Clay’s trip definitely tested me in many ways. There were a few hard moments and a particularly difficult 24 hour period. I received some pretty significant health news after having thirteen vials of blood drawn (yep, almost passed out), in the midst of his transit from India to Uganda and my own Benadryl-induced haze discovered we needed to change our insurance plan decision last minute, and not only was the connection of communication lines spotty, there was constantly someone yelling from the street outside and incessant honking of cars on Clay’s end.
Needless to say, it was a hectic and emotional 24 hours. And all I really wanted to do was just connect with my husband who was halfway around the world.

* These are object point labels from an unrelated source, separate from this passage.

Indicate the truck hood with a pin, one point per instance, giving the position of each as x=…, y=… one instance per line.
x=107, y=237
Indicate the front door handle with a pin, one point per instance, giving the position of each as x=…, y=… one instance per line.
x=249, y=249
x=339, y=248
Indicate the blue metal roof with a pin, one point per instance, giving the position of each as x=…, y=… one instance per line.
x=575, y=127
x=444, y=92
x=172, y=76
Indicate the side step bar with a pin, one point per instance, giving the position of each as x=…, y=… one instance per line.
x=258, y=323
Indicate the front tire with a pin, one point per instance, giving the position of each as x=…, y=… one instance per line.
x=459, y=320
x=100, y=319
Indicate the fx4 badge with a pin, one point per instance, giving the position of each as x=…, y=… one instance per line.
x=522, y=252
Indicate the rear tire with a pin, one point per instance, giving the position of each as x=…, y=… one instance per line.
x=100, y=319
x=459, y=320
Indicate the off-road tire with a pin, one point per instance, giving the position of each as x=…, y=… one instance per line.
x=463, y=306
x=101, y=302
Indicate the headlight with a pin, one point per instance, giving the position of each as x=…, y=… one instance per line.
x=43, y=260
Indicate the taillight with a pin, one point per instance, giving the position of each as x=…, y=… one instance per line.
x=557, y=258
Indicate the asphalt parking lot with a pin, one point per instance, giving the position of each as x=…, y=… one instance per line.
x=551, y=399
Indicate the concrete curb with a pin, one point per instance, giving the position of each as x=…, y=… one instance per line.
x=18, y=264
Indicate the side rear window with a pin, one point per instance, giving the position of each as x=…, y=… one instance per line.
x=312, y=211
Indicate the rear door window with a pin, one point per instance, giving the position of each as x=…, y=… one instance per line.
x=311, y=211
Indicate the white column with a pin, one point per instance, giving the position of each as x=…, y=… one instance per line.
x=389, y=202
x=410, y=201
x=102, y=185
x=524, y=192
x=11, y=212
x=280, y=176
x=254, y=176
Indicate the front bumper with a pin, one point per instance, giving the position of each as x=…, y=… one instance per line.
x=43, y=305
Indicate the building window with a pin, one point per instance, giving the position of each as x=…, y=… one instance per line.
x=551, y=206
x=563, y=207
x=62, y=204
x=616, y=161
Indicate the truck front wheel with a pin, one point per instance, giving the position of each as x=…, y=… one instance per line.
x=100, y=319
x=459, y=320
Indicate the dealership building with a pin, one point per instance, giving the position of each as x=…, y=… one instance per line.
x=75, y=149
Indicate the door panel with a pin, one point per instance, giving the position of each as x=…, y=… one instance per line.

It’s frustrating when there’s a time crunch on something on which you must make a decision and what should be a 4 minute conversation takes about 45. It’s difficult when you receive big health news and aren’t able to process through with your husband who knows you so deeply. It’s hard to worry about his safety and know there’s nothing you can do to control it.
And yet, despite the hard things about Clay’s trip, his mission, our mission was good in so many ways.
What an amazing opportunity for us to live out our calling for the Kingdom as Clay works to strengthen our church partnerships. I realized in these last few weeks that even by staying behind, I can partner with God and Clay in this mission by helping him get packed, by being a source of constant encouragement and joy to him when he is weary and tired from traveling, by praying for him and staying positive as I focus not on my own frustrations with the inconveniences surrounding this kind of travel and separation from my new husband but rather allow my faith and trust in God to give me the continued perspective that it’s not about me, but about His Kingdom, and making his name more famous.
Paul sets a wonderful example in 1 Corinthians 10:33 when he states, “For I am not seeking my own good but the good of many, so that they may be saved.”
I’ve come to realize over the years that just about everything in life is hard but good. Being single? Hard but good. Getting married? Hard but good. Having a baby? Hard but good. (Haven’t experienced that one first hand yet, but I’ve sure seen it to be true!)
I’ve come to realize that often, not despite but because of the hard, we can find such good. For if it were all good, we wouldn’t long for Heaven. We wouldn’t need a Savior. It’s the “hard” that turns us to Jesus.